In den Vorschlägen zur Psych-Reform blieben Psychologie und Psychotherapie auf der Strecke, kritisiert der Berufsverband Deutscher Psychologinnen und Psychologen (BDP) in einem Positionspapier und fordert, die psychologisch-psychotherapeutische Expertise mitzudenken sowie Vertreter des Fachbereichs in die Regierungskommission einzuberufen.

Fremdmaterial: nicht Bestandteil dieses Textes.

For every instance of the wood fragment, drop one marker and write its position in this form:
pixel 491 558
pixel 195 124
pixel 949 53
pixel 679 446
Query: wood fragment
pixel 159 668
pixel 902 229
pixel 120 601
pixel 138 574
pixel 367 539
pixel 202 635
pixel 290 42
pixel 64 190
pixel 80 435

Zwar begrüße der Verband die Reformvorhaben des Bundesgesundheitsministeriums (BMG), beispielsweise die sektorenübergreifende Verbesserung der Versorgung psychischer Erkrankungen mit der Schaffung flexibler Übergänge zwischen den Bereichen der ambulanten und stationären Versorgung. Allerdings sollten auch die psychologischen und psychotherapeutischen Versorgungsleistungen berücksichtigt werden. Diese fehlten in der Zusammensetzung der Kommission: Die Bereiche Medizin, Gesundheitsökonomie oder Versorgungsforschung sind vertreten, Psychologie sowie Psychotherapie jedoch nicht.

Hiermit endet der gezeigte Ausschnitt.